0
votes

The contents of csv file is given below: Data set with details of an automobile

Here the column horsepower is character by default. When I applied range function in horsepower as :

    sapply(Auto[,4],range)

The following error message appers:

    Error in Summary.factor(17L, na.rm = FALSE) : 

‘range’ not meaningful for factors

So I tried to covert the character to numeric as:

   as.numeric(as.character(Auto$horsepower))

This results in the warning message:

   NAs introduced by coercion 

After the above step also I am not able to apply the range function. How to use range function in horsepower column ? Please note that data set contains a character '?' in horsepower column line number 127.

2
As an fyi - it’s best to avoid using images of code/data and here’s why. Note that you can quickly get your data out of your R session and onto SO by calling dput(my_df) and copy/pasting the result.
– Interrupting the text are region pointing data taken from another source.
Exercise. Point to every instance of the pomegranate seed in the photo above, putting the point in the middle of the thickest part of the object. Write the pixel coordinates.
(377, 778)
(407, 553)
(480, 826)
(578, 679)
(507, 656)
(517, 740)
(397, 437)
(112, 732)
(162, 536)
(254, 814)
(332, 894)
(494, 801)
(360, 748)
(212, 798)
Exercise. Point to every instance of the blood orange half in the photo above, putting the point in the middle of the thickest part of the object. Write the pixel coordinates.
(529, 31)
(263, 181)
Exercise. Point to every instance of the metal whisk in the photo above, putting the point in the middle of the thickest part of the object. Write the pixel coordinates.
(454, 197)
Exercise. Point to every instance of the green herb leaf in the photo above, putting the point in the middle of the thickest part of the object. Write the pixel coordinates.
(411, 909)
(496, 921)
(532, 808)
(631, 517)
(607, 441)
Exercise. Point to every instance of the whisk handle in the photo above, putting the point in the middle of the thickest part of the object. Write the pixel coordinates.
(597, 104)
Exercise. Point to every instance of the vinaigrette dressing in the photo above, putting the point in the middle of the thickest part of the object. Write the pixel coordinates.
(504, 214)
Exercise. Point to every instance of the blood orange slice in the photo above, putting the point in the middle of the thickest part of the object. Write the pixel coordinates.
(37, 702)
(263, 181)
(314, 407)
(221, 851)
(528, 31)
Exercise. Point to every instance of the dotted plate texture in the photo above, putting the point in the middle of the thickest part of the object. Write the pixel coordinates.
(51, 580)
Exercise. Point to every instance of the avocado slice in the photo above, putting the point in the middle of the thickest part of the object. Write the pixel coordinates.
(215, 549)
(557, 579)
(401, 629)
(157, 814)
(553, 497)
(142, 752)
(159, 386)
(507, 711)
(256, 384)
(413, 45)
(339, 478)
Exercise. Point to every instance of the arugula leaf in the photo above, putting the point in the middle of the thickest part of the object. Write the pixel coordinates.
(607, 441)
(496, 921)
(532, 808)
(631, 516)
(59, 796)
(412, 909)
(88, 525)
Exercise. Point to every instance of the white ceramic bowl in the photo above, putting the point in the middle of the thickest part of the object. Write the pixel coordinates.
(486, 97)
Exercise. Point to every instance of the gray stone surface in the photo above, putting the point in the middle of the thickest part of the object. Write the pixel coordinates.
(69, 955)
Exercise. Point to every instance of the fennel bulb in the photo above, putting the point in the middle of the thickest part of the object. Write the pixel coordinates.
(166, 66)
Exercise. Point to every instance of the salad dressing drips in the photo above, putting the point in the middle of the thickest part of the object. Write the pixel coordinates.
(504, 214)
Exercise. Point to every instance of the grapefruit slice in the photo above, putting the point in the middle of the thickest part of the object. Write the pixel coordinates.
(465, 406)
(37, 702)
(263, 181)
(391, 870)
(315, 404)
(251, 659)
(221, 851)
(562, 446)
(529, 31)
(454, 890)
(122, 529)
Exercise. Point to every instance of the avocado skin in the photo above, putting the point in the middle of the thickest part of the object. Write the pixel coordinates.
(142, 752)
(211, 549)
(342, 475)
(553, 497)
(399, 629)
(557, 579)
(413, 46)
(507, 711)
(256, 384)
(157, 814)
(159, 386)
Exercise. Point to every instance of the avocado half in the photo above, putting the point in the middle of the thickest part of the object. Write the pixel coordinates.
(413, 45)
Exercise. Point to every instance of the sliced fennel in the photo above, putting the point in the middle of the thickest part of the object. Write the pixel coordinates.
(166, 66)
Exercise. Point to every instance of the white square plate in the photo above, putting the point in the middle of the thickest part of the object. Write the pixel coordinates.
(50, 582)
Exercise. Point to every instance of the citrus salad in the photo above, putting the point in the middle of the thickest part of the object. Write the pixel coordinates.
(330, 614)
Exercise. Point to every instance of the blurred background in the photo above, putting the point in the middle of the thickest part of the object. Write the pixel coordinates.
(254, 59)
If your data are large, do dput(head(my_df)). - DanY

2 Answers

1
votes

The underlying issue here is that horsepower was converted to a factor when the CSV file was read into R. This is due to the presence of the ? character.

You can avoid this using e.g.

Auto <- read.csv("myfile.csv", 
                 stringsAsFactors = FALSE, 
                 na.strings = "?") 
1
votes

You need this:

range(as.numeric(as.character(Auto$horsepower)), na.rm=TRUE)

If you want to convert a numeric-looking factor to an actual numeric, it is correct to use as.numeric(as.character()). For you, this introduces NAs because you have values like "?" in the column for horsepower and R doesn't know how to turn a "?" into a numeric, so it turns it into an NA.

Now, you can calculate the range, but you need to tell range to "skip" the NAs with the argument na.rm=TRUE.